В защиту геологии
- №3, март
- Юрий Лейдерман
В детстве меня, помнится, поразило различие между прямыми и кривыми линиями, а также тот факт, что если прямые линии образуют углы, то кривые склонны к формированию всяких чудесно сглаженных тел или извилистых комочков. Еще в дошкольном возрасте, играя «в ученика» и рисуя на клетчатых листочках углы — острый, прямой, тупой, у последнего я все норовил пририсовать на конце какой-то изгибающийся росчерк, дабы тем самым «затупить» его и оправдать название.
«Я с детства не любил овал, я с детства угол рисовал» — написал советский поэт. Я же как раз любил овалы, всякого рода изгибы, мягкое сопряжение стен и пола, обеспечиваемое плинтусами. Другим неустранимым фантазмом для меня были нежные бугорчатые тельца кефирных грибков (тогда было распространено наваждение делать домашний кефир). Я даже всерьез собирался давать имена этим извилистым беленьким комочкам, процеживаемым на марлю, этим, как сказали бы сейчас, «фрактальным структурам», в которых каждый бугорок при ближайшем рассмотрении оказывается состоящим из множества подобных ему самому более мелких бугорков, и так далее, и так далее — вплоть до какой-то засасывающей, но крайне уютной бесконечности, этакой «белой дыры» запредельного сглаживания. Такая же фрактальность свойственна облакам, скалам, линиям гор и побережий, кратерам Луны и т.п.
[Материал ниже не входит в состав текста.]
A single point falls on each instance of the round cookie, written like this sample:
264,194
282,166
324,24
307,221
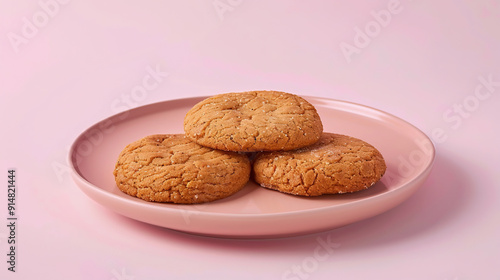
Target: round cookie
253,121
335,164
172,168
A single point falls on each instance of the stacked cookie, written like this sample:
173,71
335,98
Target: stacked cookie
211,161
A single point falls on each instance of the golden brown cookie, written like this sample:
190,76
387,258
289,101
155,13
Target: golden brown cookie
172,168
335,164
253,121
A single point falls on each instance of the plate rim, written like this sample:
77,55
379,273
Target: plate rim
159,207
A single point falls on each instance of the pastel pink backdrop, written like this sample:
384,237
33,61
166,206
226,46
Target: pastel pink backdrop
84,59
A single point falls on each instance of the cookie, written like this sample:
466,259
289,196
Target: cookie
253,121
335,164
172,168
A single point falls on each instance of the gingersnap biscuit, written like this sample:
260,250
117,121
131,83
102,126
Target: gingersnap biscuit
172,168
253,121
335,164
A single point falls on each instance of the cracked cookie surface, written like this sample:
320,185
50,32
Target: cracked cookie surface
172,168
253,121
335,164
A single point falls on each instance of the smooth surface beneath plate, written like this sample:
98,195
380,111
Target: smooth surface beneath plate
255,211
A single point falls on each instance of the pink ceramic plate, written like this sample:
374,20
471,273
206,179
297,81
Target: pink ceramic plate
254,211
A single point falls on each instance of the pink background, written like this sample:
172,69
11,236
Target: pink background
65,65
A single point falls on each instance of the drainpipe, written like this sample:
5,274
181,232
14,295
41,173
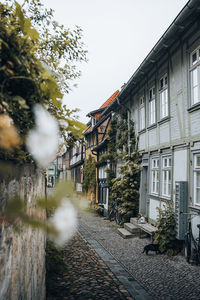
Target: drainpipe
129,118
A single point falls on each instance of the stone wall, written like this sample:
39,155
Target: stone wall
22,255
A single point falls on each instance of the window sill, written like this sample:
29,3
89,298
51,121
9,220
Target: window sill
164,120
160,198
194,107
195,207
142,131
154,125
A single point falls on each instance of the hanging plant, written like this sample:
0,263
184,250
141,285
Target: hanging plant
89,174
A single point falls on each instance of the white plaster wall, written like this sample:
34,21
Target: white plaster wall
195,122
153,213
152,137
180,167
142,142
164,133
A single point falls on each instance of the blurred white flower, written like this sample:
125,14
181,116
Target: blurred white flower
42,141
63,123
65,222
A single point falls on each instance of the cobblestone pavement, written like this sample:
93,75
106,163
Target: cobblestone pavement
87,276
163,277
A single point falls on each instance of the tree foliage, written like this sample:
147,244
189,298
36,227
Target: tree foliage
31,71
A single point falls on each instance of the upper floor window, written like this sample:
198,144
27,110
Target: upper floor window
166,176
93,121
155,176
197,179
163,89
142,113
152,106
195,76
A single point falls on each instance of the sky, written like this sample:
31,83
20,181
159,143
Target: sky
118,35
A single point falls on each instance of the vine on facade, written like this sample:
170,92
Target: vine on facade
89,174
124,190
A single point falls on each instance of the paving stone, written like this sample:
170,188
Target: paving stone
162,277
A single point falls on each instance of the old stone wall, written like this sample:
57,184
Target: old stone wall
22,255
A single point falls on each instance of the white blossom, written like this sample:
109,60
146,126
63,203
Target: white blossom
64,221
42,141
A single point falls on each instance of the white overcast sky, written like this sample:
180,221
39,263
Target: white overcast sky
118,35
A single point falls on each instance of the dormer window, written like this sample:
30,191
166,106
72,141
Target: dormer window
142,113
164,102
93,121
195,76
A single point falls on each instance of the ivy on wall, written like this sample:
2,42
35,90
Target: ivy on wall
124,190
26,80
89,174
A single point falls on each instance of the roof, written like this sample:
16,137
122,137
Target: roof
181,24
97,113
110,100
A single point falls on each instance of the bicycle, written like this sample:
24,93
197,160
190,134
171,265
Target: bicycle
192,253
114,213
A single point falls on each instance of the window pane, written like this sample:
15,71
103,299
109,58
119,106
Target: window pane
198,161
194,58
195,95
194,77
161,83
170,162
150,94
198,180
198,196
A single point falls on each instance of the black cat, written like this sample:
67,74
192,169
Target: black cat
151,247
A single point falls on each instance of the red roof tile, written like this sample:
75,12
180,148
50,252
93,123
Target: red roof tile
110,100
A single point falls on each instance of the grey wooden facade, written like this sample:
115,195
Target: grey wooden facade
163,97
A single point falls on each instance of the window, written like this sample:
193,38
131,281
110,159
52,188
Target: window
93,121
155,176
197,179
142,113
152,106
163,89
195,76
166,176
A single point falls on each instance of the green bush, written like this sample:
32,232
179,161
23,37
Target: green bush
166,234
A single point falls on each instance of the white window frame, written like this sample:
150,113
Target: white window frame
196,173
166,176
155,175
164,101
152,105
142,113
195,69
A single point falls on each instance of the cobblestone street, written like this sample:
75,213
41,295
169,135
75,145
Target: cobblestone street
87,276
161,276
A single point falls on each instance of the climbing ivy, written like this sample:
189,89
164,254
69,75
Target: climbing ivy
89,174
165,237
124,190
25,78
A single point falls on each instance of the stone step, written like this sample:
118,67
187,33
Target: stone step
134,221
125,233
131,228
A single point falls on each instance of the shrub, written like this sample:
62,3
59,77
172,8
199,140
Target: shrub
166,234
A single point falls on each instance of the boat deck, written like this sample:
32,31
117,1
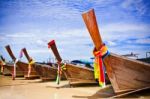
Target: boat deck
36,89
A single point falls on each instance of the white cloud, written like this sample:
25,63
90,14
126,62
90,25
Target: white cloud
135,5
143,41
20,35
123,31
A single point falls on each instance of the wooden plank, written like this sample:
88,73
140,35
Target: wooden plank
114,63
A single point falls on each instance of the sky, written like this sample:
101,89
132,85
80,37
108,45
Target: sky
124,26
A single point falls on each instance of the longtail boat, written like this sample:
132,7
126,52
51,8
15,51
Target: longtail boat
4,66
74,74
21,66
8,68
46,72
126,75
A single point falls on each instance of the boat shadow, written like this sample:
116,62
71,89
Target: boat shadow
109,93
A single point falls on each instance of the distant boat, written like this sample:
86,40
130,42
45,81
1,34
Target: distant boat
21,66
4,66
126,75
74,74
83,63
46,72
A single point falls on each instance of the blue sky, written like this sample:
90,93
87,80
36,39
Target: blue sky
124,27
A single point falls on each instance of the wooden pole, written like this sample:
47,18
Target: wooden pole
53,46
10,52
26,54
Так что все эти кефирные грибки, плинтусы, тупые углы со скругленными оконечностями определяли для меня пространство некоей домашней науки — условно я называл ее и продолжаю называть геологией, — уравнивающей мелкие трещинки паркета в квартире и воображаемые далекие странствия с караванами навьюченных верблюдов «в дебрях Центральной Азии», в горах и кофейного цвета песках (как на обложке одноименной книги академика Обручева). Впрочем, за квартирной геологией неминуемо маячит география и, далее, геополитика — так самая большая из этих трещин на полу была для меня «Суэцким каналом», в то время закрытым для прохода судов после Шестидневной войны. Надо заметить еще, что в современном регистре знаний геология вообще представляется уже какой-то полузабытой наукой — с ее детской, желудочной верой, будто в этом дурацком и яростном мире еще можно что-то собрать и, более того, сохранить, привезти на базу на караванах навьюченных верблюдов.
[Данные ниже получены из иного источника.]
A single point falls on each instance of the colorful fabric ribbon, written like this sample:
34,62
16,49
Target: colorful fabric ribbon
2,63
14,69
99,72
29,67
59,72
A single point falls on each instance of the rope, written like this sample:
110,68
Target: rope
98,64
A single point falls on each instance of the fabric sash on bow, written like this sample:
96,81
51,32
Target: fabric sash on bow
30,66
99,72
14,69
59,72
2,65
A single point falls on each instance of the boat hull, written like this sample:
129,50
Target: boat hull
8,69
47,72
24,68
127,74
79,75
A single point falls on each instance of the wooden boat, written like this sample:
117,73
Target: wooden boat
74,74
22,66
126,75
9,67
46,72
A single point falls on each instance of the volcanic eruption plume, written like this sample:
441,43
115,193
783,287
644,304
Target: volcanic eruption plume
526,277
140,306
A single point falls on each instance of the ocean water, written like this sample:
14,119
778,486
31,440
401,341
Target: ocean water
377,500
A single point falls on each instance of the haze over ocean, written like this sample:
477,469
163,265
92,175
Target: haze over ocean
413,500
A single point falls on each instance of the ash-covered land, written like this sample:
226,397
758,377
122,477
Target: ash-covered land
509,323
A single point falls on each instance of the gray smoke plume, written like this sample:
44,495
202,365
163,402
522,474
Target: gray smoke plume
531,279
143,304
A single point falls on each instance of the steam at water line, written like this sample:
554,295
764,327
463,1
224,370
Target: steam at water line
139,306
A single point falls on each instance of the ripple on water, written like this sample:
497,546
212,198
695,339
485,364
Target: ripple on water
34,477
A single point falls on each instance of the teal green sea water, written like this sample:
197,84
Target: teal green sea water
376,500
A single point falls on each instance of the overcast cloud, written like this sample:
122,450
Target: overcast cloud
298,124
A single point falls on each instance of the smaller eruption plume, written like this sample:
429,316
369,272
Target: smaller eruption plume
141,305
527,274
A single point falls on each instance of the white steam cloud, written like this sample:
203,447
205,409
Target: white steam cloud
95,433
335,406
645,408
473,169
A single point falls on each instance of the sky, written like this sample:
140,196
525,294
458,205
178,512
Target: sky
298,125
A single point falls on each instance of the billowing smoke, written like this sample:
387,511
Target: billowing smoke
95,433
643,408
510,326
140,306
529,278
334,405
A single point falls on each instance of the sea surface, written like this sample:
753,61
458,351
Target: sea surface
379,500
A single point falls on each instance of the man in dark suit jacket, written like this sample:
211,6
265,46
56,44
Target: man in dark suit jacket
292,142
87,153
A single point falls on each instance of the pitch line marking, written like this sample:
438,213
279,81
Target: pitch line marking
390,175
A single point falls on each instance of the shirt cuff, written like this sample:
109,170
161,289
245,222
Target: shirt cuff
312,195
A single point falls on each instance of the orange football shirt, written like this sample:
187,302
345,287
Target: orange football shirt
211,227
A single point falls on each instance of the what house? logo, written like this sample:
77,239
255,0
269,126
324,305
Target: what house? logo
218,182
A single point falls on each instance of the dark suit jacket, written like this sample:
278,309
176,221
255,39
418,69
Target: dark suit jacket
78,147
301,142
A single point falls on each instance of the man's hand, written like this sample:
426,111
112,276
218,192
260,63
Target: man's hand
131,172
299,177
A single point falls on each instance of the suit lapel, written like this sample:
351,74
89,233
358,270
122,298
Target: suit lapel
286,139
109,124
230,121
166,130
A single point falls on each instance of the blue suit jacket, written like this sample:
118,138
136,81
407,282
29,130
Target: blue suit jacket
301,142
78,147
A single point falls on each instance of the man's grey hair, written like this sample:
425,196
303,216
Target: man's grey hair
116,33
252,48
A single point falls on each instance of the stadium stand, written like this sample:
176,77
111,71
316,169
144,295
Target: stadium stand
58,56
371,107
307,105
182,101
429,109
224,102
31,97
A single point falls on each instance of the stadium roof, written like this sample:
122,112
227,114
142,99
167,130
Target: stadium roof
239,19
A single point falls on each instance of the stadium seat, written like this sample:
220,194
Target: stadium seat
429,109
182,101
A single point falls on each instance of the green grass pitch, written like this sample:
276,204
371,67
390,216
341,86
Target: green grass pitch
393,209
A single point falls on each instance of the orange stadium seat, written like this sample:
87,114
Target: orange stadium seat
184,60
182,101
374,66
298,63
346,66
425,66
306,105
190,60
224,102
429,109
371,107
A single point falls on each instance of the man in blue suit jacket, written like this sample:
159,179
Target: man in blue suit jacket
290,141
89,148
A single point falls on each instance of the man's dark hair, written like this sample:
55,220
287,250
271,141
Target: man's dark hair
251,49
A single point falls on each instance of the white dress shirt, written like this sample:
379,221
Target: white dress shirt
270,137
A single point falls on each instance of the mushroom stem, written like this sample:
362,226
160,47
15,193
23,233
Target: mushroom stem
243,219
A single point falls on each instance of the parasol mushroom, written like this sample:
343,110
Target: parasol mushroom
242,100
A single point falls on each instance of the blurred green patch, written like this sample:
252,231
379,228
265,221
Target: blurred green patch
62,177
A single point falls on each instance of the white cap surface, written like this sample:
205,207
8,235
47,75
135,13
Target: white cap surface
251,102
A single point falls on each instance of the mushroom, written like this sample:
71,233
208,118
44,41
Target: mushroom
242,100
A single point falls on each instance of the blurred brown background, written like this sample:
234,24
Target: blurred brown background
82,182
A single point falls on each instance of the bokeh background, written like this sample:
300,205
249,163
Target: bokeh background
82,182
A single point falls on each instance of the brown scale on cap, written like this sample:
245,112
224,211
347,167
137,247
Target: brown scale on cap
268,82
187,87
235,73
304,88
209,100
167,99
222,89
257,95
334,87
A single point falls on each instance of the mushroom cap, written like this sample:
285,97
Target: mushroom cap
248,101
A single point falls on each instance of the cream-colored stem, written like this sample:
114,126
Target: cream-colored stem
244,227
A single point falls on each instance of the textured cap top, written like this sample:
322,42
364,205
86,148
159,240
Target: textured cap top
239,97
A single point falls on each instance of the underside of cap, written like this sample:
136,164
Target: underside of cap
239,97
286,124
Так за всеми этими забавами маячит призрак идеологии, но не тот, который бродит по Европе или, скажем, по городским улицам, но, скорее, тот, который пробрасывается наугад такой узкой кремнистой пластинкой в чье-то освещенное окно. В зоне квартирной геологии-геофизики-геополитики эти идеологические выбросы, капельки, инвективы движутся совершенно подобно метафорам, также испытывают они «неприличное просветление» или «пустотное просветление», ничего не дающее им, ничего не гарантирующее, кроме возможности «встать в строй», строй персонажей. Не метафора становится идеологией, но идеология — пустой метафорой, организующей то ли микроразрыв, то ли микрокомочек слов, что-то подобное переходу от честной прогрессивной буржуазной эклектики к внеположному, наплевательскому, орнаментализирующему art nouveau.
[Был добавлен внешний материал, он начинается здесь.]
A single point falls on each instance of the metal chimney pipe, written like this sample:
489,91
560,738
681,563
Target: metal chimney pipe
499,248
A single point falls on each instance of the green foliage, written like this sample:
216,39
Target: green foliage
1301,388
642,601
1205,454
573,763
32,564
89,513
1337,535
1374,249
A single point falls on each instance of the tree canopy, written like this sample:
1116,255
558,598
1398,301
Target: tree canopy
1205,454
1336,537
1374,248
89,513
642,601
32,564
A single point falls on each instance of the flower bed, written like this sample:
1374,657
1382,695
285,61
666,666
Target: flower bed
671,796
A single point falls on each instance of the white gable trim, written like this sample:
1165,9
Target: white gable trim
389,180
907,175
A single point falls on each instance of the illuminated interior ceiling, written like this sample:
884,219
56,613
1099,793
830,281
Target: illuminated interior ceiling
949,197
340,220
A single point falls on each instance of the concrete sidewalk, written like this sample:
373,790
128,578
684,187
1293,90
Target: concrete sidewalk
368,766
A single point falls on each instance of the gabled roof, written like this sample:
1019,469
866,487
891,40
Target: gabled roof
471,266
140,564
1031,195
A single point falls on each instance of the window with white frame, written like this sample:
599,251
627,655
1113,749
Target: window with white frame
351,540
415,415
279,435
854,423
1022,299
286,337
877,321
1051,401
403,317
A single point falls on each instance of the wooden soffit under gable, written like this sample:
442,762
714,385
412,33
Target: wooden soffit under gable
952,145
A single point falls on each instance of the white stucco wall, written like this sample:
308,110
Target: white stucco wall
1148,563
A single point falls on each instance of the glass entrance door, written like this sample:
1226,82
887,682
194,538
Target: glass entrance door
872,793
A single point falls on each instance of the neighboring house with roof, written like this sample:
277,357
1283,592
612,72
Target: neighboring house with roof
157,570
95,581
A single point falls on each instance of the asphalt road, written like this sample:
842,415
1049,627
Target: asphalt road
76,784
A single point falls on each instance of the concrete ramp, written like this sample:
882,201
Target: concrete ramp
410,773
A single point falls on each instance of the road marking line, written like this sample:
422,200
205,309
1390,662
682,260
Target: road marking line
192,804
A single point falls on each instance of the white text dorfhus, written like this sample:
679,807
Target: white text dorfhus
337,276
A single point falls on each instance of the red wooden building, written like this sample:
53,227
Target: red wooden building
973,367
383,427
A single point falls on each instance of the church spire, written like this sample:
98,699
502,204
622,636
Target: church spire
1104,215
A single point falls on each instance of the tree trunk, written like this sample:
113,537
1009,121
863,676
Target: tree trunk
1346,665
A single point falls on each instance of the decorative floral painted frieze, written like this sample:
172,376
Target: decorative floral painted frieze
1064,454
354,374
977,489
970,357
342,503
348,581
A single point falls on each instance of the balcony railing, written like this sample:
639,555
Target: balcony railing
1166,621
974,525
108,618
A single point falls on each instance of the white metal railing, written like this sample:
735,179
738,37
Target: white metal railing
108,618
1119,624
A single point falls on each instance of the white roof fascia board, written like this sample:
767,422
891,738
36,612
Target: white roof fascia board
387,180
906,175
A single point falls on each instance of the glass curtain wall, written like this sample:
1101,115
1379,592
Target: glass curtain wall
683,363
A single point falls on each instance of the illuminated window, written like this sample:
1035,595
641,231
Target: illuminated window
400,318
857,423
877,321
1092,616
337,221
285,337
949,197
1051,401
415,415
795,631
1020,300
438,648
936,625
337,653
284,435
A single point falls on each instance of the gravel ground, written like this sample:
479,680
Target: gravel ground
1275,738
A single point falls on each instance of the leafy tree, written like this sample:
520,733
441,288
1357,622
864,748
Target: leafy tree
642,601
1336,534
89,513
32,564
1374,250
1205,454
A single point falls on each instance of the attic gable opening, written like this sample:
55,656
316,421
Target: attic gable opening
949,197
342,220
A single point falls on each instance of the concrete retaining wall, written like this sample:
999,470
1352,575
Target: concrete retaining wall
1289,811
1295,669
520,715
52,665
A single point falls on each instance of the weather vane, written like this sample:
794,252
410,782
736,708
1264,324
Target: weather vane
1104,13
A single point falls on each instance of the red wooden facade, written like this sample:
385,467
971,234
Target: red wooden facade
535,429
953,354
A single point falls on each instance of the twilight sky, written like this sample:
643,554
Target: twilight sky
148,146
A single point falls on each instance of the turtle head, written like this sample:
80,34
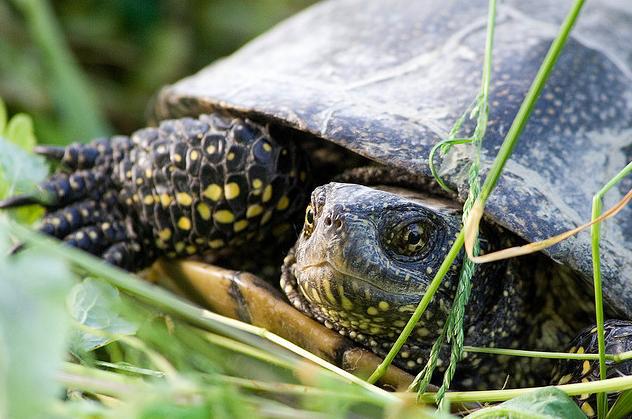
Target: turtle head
366,256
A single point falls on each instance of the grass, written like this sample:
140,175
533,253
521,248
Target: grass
169,364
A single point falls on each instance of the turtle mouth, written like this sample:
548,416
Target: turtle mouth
324,284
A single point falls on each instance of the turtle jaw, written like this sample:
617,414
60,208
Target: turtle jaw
353,303
347,271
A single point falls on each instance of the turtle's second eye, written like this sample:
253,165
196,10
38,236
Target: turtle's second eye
309,221
410,240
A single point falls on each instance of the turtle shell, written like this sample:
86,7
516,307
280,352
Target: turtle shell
387,80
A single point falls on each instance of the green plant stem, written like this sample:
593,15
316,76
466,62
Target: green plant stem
620,357
169,303
607,385
597,204
506,148
290,389
529,101
419,311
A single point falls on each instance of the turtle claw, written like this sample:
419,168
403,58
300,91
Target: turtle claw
19,201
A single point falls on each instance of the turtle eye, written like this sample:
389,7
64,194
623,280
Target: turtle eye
410,240
308,227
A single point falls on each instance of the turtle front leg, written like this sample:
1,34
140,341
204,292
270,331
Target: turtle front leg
246,297
618,339
185,187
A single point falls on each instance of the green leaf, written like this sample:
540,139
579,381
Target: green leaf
33,330
20,131
546,403
622,407
20,172
97,305
3,116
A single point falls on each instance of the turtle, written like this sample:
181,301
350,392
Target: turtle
327,121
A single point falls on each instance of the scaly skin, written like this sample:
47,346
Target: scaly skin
183,188
360,266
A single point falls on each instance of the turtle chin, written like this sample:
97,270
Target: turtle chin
349,302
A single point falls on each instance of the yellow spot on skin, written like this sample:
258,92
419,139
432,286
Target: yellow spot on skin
165,200
346,302
216,244
165,234
280,229
213,192
315,296
224,216
585,367
266,217
240,225
283,203
184,223
587,409
231,190
254,210
267,193
204,211
184,198
565,379
328,293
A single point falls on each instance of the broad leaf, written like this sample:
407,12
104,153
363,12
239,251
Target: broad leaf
33,329
546,403
97,305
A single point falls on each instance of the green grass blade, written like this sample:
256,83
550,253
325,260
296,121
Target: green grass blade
602,401
490,182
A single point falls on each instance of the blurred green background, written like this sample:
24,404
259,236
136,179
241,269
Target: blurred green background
84,68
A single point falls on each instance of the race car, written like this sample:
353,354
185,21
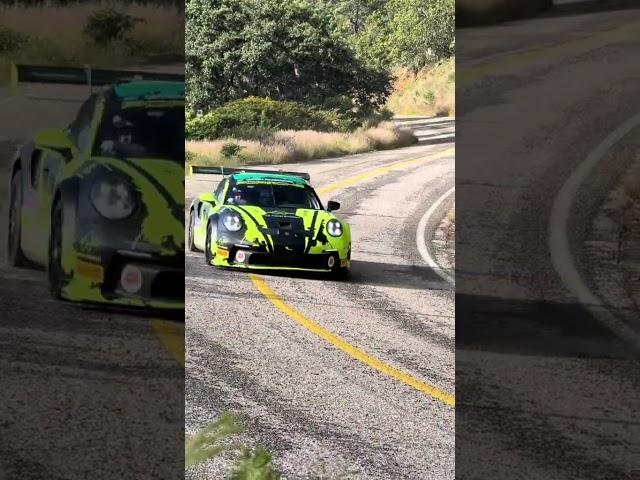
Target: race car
100,204
269,220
Литература и даже научная фантастика до сих пор черпают свой вымысел по преимуществу в том, что связано с политикой и этнографией, в перипетиях исторических или актуальных столкновений рас, народов и национальных меньшинств, пусть и представленных в каких-то слегка смещенных ракурсах. Но почему бы не сделать так, чтобы все эти нерушимые «расы и народы» по сути своей сами превратились в вымысел, в воображаемые поэтические объекты, в констелляции, подобные трещинкам пола, плинтусам и «тупым» тупым углам.
Падая в белую бездну уменьшающихся бугорков (или дробящихся национальных меньшинств), легко заметить, как фрактальность политики затмевается фрактальностью поэтики. Обычно литература берет за основу некую нерушимость народа, его «угнетенность», «злобность» или какую-нибудь «острошапочность», а дальше уже следует вымысел — скажем, смещение к инопланетному народу, смещение от «фараонности» пирамид к пирамидальности каких-то властных существ из десятого измерения. Однако само понятие «народ» — допустим, «речная цивилизация» — мы можем считать вымыслом как таковым, лишь поэтическим резонансом, возникающим из копошения метафор и метонимий вокруг «капели», «гусиной кожи», «земляных грудок» и тому подобного. Тогда наши персонажи, подаваемые как «представители народа», будут чем-то одновременно гораздо меньшим, но и гораздо большим — представителями стен у плинтусов и кофейных потеков на скатерти. Отчасти как «тупоконечники» у Свифта. Или как у Гофмана — «гений чертополоха», «повелитель блох». «Повелитель кефирных грибков».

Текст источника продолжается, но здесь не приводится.